A cor das Ideias

 

Maduro Dias, presidente da Comissão Diocesana Justiça e Paz

Por Maduro Dias

Se há coisa que me incomoda é encontrar uma pessoa sem cor!

Entendo isto de pessoa sem cor, aquela que acha e não acha, assume e não assume, encolhendo os ombros, quando o assunto é um pouco mais rebuscado e, justificando-se, diz que há opiniões e maneiras de ver diferentes e temos de viver com elas.

Por muito que isso possa parecer bem, encontro sempre nisto uma certa veia de Pilatos, lavando as mãos perante o povo de Jerusalém e o imbróglio que lhe tinham colocado diante, com a pessoa de Jesus e a acusação feita.

Quando tenho à minha frente situações como o acto eleitoral que se aproxima dou por mim a pensar nisto de Pilatos, porque uma pessoa não pode – nem deve – assumir o lavar as mãos como resposta e, muito menos como ideia de solução.

Ter cor, para mim, é ter uma ideia, por errada que seja, sobre o assunto em causa e o que fazer perante ele. Ter cor é procurar os outros, com essa ideia de partida, a ver se funciona, se vale a pena tentar, se serve como arrimo para a turbulência do dia a dia.

E porque a cor não nasce do nada, mas da luz e dos lugares onde ela bate e toca, querer ter cor é procurar a luz e perceber as superfícies onde ela bate e toca.

Porque – já agora guardem isto convosco – uma coisa é a cor que vemos reflectida, que resulta de muitas ondas serem absorvidas e outras devolvidas (o branco é a total reflexão e o negro a total absorção) e outra é a cor luz, a cor da luz que bate e toca. Experimentem a ver como fica uma parede amarela se lhe projectarem luz através de uma película azul… vai mostrar-se verde! Um verde que não está nem na parede nem na luz, mas resulta do encontro das duas.

As minhas cores e luzes de inspiração, em ocasiões como esta das eleições, tendem a resultar de memórias e de lembranças de algumas parábolas da Bíblia, e é, a partir delas, que procuro o ponto de encontro entre a luz que ilumina e a superfície que reflecte.

Não sei se já vos disse, mas, num certo Verão da juventude, decidi e li a Bíblia toda, de ponta a ponta. Já me esqueci de muita coisa, mas alguns fogaréus ficaram, como a cena do Poço de Jacob, em que Jesus pede de beber a uma samaritana, o que causa, a ela, muita estranheza, ou a Parábola do Bom Samaritano, onde são zurzidos em palavras duras todos os que fazem de conta que são bons, dignos e respeitáveis.
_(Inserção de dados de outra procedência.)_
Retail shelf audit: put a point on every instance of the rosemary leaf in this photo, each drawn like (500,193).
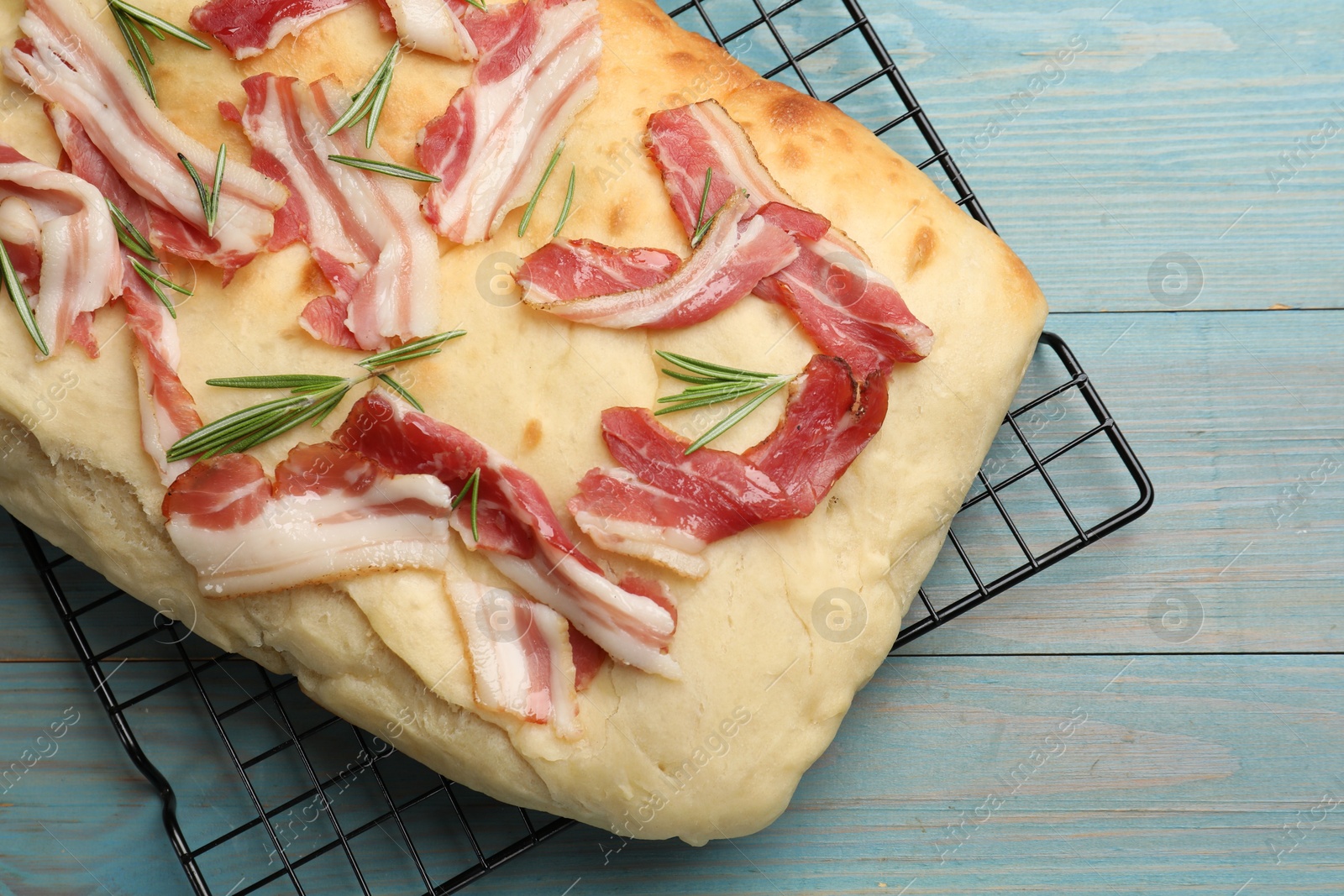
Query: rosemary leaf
(312,398)
(154,280)
(732,419)
(201,192)
(709,369)
(410,351)
(140,39)
(138,60)
(132,22)
(370,98)
(20,300)
(375,107)
(213,212)
(280,380)
(537,194)
(129,235)
(156,23)
(385,168)
(474,485)
(401,390)
(712,385)
(213,438)
(702,226)
(564,208)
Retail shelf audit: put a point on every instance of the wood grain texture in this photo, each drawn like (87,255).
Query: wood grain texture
(1147,772)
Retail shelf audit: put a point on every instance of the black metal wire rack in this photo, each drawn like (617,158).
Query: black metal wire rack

Acho curioso que, em ambos os casos, a “cor” escolhida para iluminar seja a de alguém de fora e estranho à sociedade judaica ortodoxa e alguns perguntarão o que tem tudo isto a ver com o X ou a cruzinha,  no próximo dia 4.

Depende do olhar, respondo já.

Os Açores continuam a ser demasiado desconhecidos dos açorianos e vivemos numa sociedade demasiado marcada pelo modo anglo-saxónico de reclamar direitos, por tudo e por nada, olhando pouco para o que permanece à nossa volta por fazer, por ajudar, por querer ser, em grupo.

A luz comum, que une e ilumina, para mim pelo menos, a cena do Poço e a Parábola do Bom Samaritano é a de que, juntos, construímos mais e melhor do que em guerra permanente uns com os outros. É a de que o bom olhar é aquele que se debruça sobre o outro com amor, misericórdia e sentido de partilha. E, os Açores precisam, imenso, deste olhar.

Porventura esta conversa será contra a corrente de muitos pensamentos, mas é a minha cor e será essa a luz de inspiração que procurarei, no dia 4!